What's The Deal With The Biting?
I’m afraid Cora’s turning into
a little biter – though pretty much limiting her culinary
excursions to her sister. Whenever cornered or frustrated, she
turns to biting to try to get Maddie out of her face, and sometimes
she actually succeeds.
Over the past year we’ve started to get a handle on it,
partly because she’s learning to deal with her frustration in
more productive ways, and partly because the girls are learning to
compromise, to give and take more graciously, thus avoiding the
“need” for biting. But just the other night Maddie took
a train away from Cora and refused to give it back, and after a few
tense seconds of both sets of hands trying to hold onto it, Cora
leaned in with a red rage and bit Maddie – hard – on
the stomach.
This had the desired effect, of course:
Maddie immediately let go of the toy and backed off, leaving Cora
with her prize and her precious personal space.
I understand why Cora bites – she’s got limited
resources, since Maddie’s bigger and stronger and more
persuasive. How do you explain to a two-year-old that while her
cause may be justifiable, her actions are not? And how do I punish
Maddie for taking Cora’s toy from her, and explain to Maddie
how her actions led to Cora’s biting, without making it seem
as if the biting is her fault? After all, biting is never ok, so
Maddie can’t be blamed for Cora’s bad choice.

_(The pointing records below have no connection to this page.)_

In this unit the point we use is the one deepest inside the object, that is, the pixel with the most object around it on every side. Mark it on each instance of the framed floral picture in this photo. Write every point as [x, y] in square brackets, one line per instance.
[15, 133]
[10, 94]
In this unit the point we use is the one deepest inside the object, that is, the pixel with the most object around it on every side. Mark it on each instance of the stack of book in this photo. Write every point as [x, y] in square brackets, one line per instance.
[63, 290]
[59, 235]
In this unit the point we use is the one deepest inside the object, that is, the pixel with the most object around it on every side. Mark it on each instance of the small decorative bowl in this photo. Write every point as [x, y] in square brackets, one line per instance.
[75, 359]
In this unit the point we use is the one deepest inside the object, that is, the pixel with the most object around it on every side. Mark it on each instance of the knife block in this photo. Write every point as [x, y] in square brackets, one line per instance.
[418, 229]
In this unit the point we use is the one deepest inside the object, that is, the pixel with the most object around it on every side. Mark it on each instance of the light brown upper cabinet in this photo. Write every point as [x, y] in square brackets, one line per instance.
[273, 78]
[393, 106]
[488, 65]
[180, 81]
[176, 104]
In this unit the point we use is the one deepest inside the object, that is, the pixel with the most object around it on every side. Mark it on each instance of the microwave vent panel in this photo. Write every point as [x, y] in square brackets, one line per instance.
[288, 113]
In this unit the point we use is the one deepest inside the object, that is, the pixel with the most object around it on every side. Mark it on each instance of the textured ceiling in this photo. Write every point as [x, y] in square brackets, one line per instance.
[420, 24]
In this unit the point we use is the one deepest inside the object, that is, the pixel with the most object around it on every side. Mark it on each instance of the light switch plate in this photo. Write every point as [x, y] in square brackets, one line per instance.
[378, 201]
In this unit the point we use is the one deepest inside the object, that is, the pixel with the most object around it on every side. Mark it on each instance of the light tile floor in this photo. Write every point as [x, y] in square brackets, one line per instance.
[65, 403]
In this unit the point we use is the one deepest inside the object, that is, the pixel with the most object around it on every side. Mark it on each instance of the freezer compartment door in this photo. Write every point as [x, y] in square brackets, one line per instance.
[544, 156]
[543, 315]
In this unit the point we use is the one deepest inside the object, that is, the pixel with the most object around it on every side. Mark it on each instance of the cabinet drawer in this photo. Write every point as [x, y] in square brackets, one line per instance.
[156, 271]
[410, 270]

The sibling relationship is complicated, and the biting is just one
aspect that we’re wrestling with. But it highlights the
difficulty in trying to unravel the fight, follow the thread back
to the beginning and define faults and choices and consequences.
And fortunately, Cora’s biting isn’t frequent: I can
see the signs pretty easily now, and if it looks as if she wants to
bite me out of frustration, I pin her arms to her sides and turn
her to face away from me so she can’t bite. When I can, I
immediately let go and give her the space she needs, then put her
in a break until she’s calmed down.
When she’s interacting with Maddie, though, I can’t
always get there in time, even when I see it coming. So sometimes I
find myself yelling, “Just give her the toy!” even if I
know it’s not Maddie’s fault; I’m trying to
defuse a situation in order to step in and sort it out with minimal
casualties, and I know that the toy will be sorted out when
everyone’s calm. But I know it makes Maddie feel as if
she’s being blamed every time, and it’s hard for a
four-year-old to back down when she knows she’s in the clear.
Maddie’s learning, and is getting much better and backing
away and coming to me for help rather than trying to fix it
herself, but she’s not perfect at it.
Hence the big Dracula mark on her stomach today.
Anyone out there with biters? I’d appreciate hearing how you
nipped this in the bud, ha ha. I want this completely gone before
Cora starts organized activities with peers this fall.